Advances in thin-film technology
In 1994, the prospects for amorphous silicon cells brightened considerably with the development of two different approaches to increasing efficiency. United Solar Systems Corp. (Troy, MI), with support from the NREL, developed a device that achieves stabilized efficiency of greater than 10% by making the initial collection of light more effective. The core of the device is three different p-n junction layers--the top is amorphous silicon and the other two are amorphous silicon-germanium alloys, each with different doping levels of germanium (see Fig. 4). The result is that each layer has a different bandgap and therefore absorbs different parts of the solar spectrum, thus minimizing excess energy losses. The top layer slices off the highest energy photons with a large bandgap, and the next two layers take progressively lower-energy photons, in each case minimizing the amount of energy lost to heat. A transparent indium tin oxide layer on top doubles as an electrode and antireflection coating. The whole sandwich is laid down on a thin stainless-steel substrate, making the solar cells flexible.
Only two electrodes are needed, despite the three p-n junctions, because electrons are able to tunnel across the boundaries between the junctions. The Department of Energy claims that the new cells could produce electricity for $0.12-$0.16/kWh, in the range of the most expensive conventional power sources. Unfortunately, the new approach has rapidly become entangled in a series of law suits, with Solarex, an Amoco subsidiary, suing United Solar over patent infringement.
A second approach developed by University of New South Wales (Australia) researchers Martin Green and Alistair Sproul also uses multiple layers, but, in this case, the layers are of ordinary n- and p-doped silicon. The trick is that each layer has its own separate electrodes. The electrodes, rather than running across the top of the thin film, are buried within in it, running top to bottom (see Fig. 5). Alternating sets of electrodes contact n and p layers. In this way, efficiencies as high as 25% with costs as low as $10/m2 are claimed. But much work is needed before such laboratory devices can be commercialized.
Solar energy cells that can compete directly with fossil and nuclear power appear to remain beyond the horizon. However, the new generation of solar cells is likely to make photovoltaics a rapidly growing market in the coming years. o
Solar cells such as this 25-kW cadmium telluride thin-film array are used in the desert and other remote sites where the expense of delivering electricity far exceeds the expense of producing it via energy conversion.

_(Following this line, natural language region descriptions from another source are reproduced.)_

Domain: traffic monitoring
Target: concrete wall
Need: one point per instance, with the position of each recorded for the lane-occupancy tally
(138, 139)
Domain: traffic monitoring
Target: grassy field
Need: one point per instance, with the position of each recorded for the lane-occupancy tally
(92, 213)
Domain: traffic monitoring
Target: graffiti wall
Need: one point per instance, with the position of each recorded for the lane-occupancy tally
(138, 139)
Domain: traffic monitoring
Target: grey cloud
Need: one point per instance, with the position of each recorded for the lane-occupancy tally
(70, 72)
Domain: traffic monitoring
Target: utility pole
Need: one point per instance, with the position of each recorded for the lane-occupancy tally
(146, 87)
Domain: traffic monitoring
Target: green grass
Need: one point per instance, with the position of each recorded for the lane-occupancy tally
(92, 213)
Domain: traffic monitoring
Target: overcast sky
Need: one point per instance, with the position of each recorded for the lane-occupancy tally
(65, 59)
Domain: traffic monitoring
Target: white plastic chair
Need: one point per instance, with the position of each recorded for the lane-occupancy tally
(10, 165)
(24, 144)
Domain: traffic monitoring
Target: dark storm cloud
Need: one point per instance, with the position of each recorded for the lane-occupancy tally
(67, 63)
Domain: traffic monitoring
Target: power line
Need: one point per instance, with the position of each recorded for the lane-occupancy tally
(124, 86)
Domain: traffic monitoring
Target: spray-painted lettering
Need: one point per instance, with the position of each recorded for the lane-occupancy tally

FIGURE 1. Solar cells are p-n junctions. When they are exposed to light, electrons are bounced across the bandgap by photons into the conduction band, leaving holes behind. Driven by the intrinsic potential of the junction, electrons and holes flow in opposite directions, generating a voltage and producing electrical energy.
FIGURE 2. The basic structure of a solar cell is simple. The positive and negative doped semiconductors (with negative on top) are sandwiched between a back contact and front electrodes that carry the current of several cells out of the module. In crystalline-silicon cells, the semiconductor layer is generally about 100 µm thick, while in thin-film cells it may be as thin as a few microns.

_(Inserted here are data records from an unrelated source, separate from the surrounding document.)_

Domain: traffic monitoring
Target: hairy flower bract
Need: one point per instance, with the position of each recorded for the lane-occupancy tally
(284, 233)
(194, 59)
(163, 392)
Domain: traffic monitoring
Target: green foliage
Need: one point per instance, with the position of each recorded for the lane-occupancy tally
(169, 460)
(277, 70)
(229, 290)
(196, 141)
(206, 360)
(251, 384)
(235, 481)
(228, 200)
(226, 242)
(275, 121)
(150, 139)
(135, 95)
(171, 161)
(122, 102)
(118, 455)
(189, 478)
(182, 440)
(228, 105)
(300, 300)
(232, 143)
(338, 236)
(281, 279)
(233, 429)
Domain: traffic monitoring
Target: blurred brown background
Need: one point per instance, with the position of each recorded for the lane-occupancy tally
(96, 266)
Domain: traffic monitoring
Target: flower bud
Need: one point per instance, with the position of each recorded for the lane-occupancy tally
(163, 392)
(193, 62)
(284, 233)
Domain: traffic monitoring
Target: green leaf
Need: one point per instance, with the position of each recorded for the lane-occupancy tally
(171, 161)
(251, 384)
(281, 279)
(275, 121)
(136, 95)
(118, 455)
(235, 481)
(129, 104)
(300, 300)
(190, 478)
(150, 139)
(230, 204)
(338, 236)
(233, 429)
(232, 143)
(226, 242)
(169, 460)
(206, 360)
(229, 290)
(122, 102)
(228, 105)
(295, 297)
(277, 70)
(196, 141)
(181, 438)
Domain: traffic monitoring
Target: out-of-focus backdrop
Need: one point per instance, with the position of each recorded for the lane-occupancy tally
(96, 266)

FIGURE 3. Cross section of thin-film cell shows how copper indium diselenide (CIS) forms heterojunctions with cadmium sulfide (CdS). Such thin-film cells have efficiencies in the 9%-12% range.
FIGURE 4. Thin-film cell developed by United Solar Systems employs three separate p-n junctions, each absorbing a different slice of solar spectrum. In such multiple-junction designs, electrons and holes tunnel across the barriers between the junctions, necessitating the use of only two electrodes.
FIGURE 5. Solar-cell design by Australian researchers uses multiple electrodes to pick u¥the power generated by several layers of junctions.